It is likely using parasitic capacitance. In the case of the Touch Board it is using a dedicated (Proximity Capacitive Touch Sensor Controller) chip called the MPR121 by NXP (which was Freescale (which was Motorola)). Using a dedicated chip will likely result in more dependable operation then using the built in touch switch features of some embedded micro processors.
Some of the ATmega328P (the processor used on an Arduino Uno) pins contain a small circuit centered around a capacitor. Software is used to charge and discharge the capacitor. The time to do this is recorded. If you add parasitic capacitance (for example, touch the embedded micro processor pin with your finger) you change the overall capacitance enough to make a difference in the charge / discharge cycle. The software can then react as you (the programmer) see fit.
This type of sensor is tricky to dependably decode. For instance, if you are wearing gloves the effect is reduced. This is one reason why you don't see this type of sensor often in outdoor applications.

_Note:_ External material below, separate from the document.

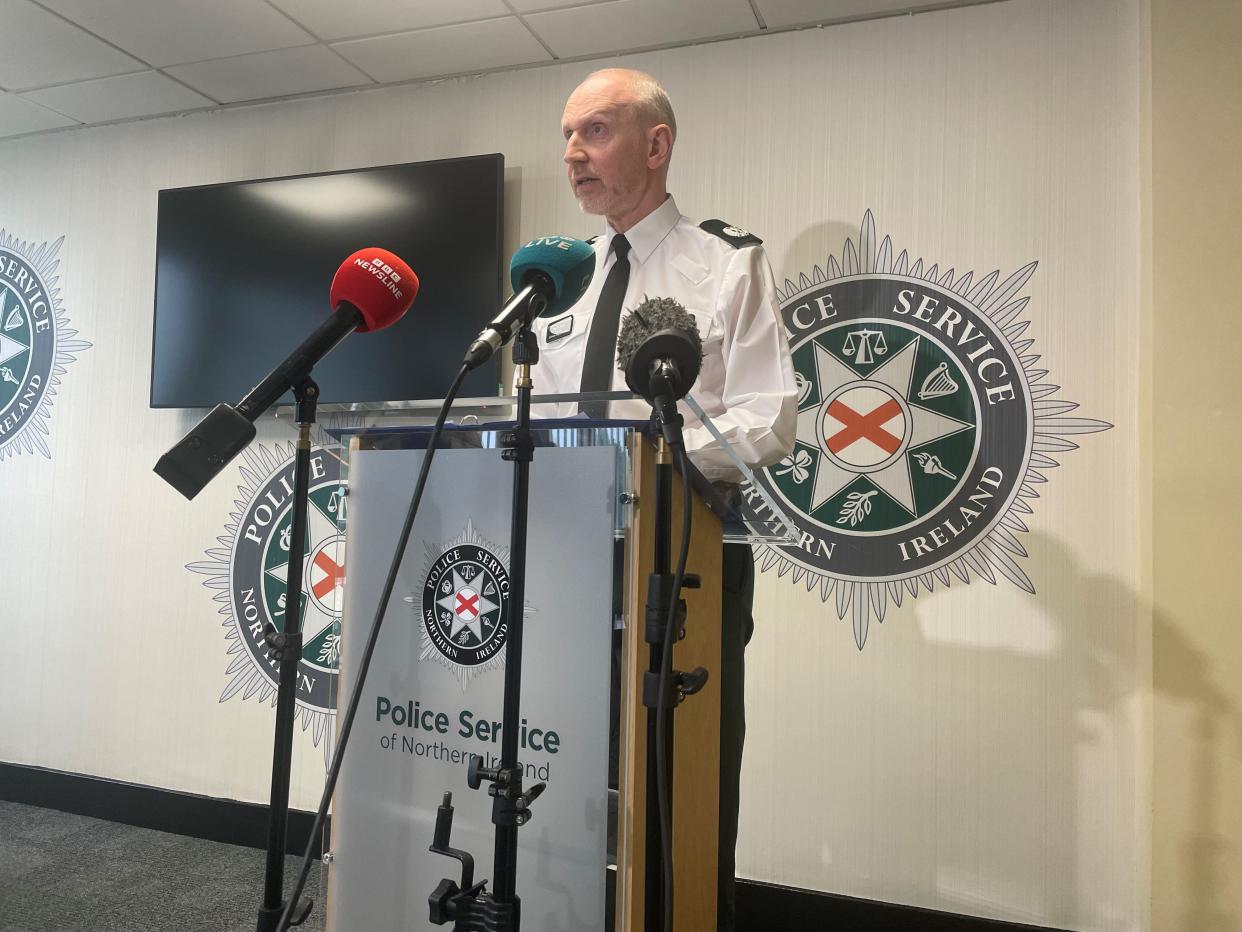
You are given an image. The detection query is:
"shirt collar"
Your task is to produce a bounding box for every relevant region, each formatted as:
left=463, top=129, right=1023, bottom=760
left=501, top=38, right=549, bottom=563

Occasionally more complex software is used to combat false touch events. Also, additional sensors, such as optical proximity sensors, are used to validate or even invalidate touch events. For instance when you hold a capacitive touch screen phone to your face, the phone invalidates all touch events. Usually due to a optical proximity sensor on the face of the phone.
Someone has written a Capacitive Sensing Library for the Arduino. You can get it here.
A likely more complete and Atmel centric touch-switch software solution can be found here. It is called QTouch and is likely incompatible with the Arduino SDK.